Detto in parole semplici il suolo, nel nostro Paese, è una risorsa molto più limitata ed estremamente più costosa.
Quando in passato Franco Mori ha detto - forse un po' drasticamente - che queste sono case "da ricchi" aveva perfettamente ragione, ma non perché si tratti necessariamente di ville faraoniche. Non è l'edificio di questo tipo ad identificare un modello di vita costosto, ma il modello di città che ci sta dietro. Mi rendo conto che chi sta cercando di costruire una casetta a un piano fuori terra da 150 mq faccia fatica a considerarsi un privilegiato, ma in un mondo in cui le città devono (sottolineo devono, come conseguenza di tutte le direttive in materia di sostenibilità) smettere nel modo più assoluto di crescere in ampiezza per tornare a densificarsi al proprio interno, è naturale che una scelta abitativa contraria a questa tendenza sia per sua stessa natura una scelta unicamente adatta a quei pochi che possono permettersi di pagarne il costo sempre maggiore.
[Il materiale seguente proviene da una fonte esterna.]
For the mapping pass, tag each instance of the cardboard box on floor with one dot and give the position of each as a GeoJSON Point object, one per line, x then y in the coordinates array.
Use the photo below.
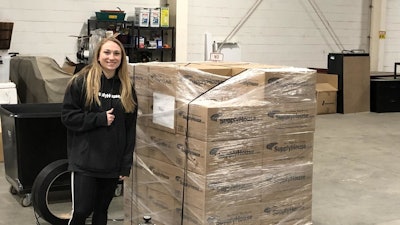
{"type": "Point", "coordinates": [326, 90]}
{"type": "Point", "coordinates": [224, 103]}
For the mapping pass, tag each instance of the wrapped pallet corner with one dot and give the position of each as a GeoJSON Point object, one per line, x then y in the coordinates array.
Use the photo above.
{"type": "Point", "coordinates": [222, 144]}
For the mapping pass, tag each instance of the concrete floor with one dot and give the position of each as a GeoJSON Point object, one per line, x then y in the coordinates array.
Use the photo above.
{"type": "Point", "coordinates": [356, 174]}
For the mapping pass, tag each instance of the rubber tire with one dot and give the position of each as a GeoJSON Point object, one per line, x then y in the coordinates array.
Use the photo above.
{"type": "Point", "coordinates": [40, 189]}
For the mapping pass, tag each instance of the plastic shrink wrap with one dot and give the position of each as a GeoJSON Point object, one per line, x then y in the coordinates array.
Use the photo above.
{"type": "Point", "coordinates": [221, 143]}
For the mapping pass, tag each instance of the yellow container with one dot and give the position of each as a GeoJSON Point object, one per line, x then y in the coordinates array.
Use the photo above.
{"type": "Point", "coordinates": [164, 17]}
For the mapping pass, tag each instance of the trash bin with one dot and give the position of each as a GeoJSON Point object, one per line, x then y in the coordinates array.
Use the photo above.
{"type": "Point", "coordinates": [33, 137]}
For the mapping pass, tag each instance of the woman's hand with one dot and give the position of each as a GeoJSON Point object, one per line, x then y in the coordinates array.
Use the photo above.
{"type": "Point", "coordinates": [110, 116]}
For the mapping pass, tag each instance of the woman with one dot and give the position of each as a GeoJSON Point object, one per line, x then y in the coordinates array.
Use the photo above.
{"type": "Point", "coordinates": [99, 111]}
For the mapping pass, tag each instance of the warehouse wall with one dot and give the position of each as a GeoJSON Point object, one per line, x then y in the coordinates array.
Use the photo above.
{"type": "Point", "coordinates": [44, 27]}
{"type": "Point", "coordinates": [278, 32]}
{"type": "Point", "coordinates": [392, 40]}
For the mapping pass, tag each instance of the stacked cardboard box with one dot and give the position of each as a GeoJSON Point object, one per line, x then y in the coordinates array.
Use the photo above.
{"type": "Point", "coordinates": [222, 144]}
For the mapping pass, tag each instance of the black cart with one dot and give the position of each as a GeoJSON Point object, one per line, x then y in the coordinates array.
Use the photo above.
{"type": "Point", "coordinates": [33, 137]}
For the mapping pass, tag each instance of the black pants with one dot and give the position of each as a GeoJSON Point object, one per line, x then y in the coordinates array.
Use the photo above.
{"type": "Point", "coordinates": [91, 195]}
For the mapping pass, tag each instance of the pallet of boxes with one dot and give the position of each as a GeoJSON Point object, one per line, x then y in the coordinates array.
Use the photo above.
{"type": "Point", "coordinates": [221, 143]}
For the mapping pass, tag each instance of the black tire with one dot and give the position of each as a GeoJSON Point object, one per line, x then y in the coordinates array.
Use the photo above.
{"type": "Point", "coordinates": [41, 187]}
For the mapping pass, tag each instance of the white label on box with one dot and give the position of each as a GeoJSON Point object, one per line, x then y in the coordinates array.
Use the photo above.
{"type": "Point", "coordinates": [216, 57]}
{"type": "Point", "coordinates": [164, 110]}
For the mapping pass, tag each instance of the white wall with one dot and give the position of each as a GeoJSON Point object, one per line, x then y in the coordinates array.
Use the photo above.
{"type": "Point", "coordinates": [44, 27]}
{"type": "Point", "coordinates": [284, 32]}
{"type": "Point", "coordinates": [392, 40]}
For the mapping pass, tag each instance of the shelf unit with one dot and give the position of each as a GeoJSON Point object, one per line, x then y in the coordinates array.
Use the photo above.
{"type": "Point", "coordinates": [132, 35]}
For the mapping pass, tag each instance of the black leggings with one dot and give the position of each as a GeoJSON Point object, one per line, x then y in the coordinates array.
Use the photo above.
{"type": "Point", "coordinates": [91, 194]}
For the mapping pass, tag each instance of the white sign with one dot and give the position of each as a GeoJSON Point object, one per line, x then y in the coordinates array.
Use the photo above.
{"type": "Point", "coordinates": [216, 56]}
{"type": "Point", "coordinates": [164, 110]}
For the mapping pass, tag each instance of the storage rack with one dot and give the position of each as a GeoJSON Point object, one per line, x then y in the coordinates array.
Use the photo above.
{"type": "Point", "coordinates": [130, 39]}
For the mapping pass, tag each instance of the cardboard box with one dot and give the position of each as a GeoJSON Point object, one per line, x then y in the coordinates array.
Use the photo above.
{"type": "Point", "coordinates": [219, 157]}
{"type": "Point", "coordinates": [215, 192]}
{"type": "Point", "coordinates": [287, 149]}
{"type": "Point", "coordinates": [296, 209]}
{"type": "Point", "coordinates": [209, 120]}
{"type": "Point", "coordinates": [326, 90]}
{"type": "Point", "coordinates": [286, 181]}
{"type": "Point", "coordinates": [248, 214]}
{"type": "Point", "coordinates": [206, 122]}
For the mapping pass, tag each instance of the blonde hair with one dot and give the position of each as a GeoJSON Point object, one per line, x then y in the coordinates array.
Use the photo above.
{"type": "Point", "coordinates": [92, 75]}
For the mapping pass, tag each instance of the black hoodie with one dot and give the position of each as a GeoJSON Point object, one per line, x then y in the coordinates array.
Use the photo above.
{"type": "Point", "coordinates": [94, 148]}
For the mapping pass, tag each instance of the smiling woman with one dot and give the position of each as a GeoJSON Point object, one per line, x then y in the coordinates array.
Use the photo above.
{"type": "Point", "coordinates": [100, 112]}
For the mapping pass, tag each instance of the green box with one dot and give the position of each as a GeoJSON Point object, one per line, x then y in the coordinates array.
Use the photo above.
{"type": "Point", "coordinates": [118, 16]}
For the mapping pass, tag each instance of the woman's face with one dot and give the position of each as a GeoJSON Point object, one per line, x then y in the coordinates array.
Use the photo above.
{"type": "Point", "coordinates": [110, 57]}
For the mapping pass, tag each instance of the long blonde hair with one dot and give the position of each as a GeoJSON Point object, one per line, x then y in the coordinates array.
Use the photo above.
{"type": "Point", "coordinates": [93, 74]}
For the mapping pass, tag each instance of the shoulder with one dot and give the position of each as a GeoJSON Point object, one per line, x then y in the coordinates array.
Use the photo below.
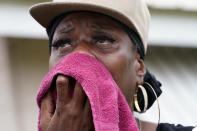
{"type": "Point", "coordinates": [149, 126]}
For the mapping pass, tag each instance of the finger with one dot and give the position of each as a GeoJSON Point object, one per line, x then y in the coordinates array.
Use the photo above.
{"type": "Point", "coordinates": [79, 96]}
{"type": "Point", "coordinates": [87, 109]}
{"type": "Point", "coordinates": [88, 116]}
{"type": "Point", "coordinates": [63, 96]}
{"type": "Point", "coordinates": [47, 110]}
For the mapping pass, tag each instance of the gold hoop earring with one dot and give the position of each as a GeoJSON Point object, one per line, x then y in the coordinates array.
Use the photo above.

E nel futuro sarà sempre peggio (o meglio, dipende da che punto di vista si considera). Il vero dato rilevante è che nel nostro Paese esiste - all'interno della città consolidata - un immenso patrimonio immobiliare sottoutilizzato o addirittura inutilizzato e nella maggior parte dei casi altamente obsoleto. Ecco, se dovessi individuare un futuro reale per le tecnologie finalizzate al risparmio energetico (tra cui anche la bioedilizia) sicuramente questo sta nella riconversione e nella densificazione dell'esistente. Questa è la linea che stanno seguendo i Paesi europei più avanzati; in Gran Bretagna l'adozione del "Rapporto Rogers" va esattamente in questa direzione, così come il progetto "Grand Pari de l'Agglomération Parisienne" in Francia.
Dentro a questa logica calzano a pennello i nuovi modelli abitativi, come il cohousing, già citato, che però in Italia si scontra con una naturale propensione all'individualismo estremo dei nostri compatrioti.
Ma quel che mi pare praticamente certo è che la "casetta con giardino", nel nostro Paese è ormai un modello urbano che andrà presto o tardi ad esaurimento, con un naturale e ovvio incremento - in tutta la fase di declino - dei costi per realizzarlo.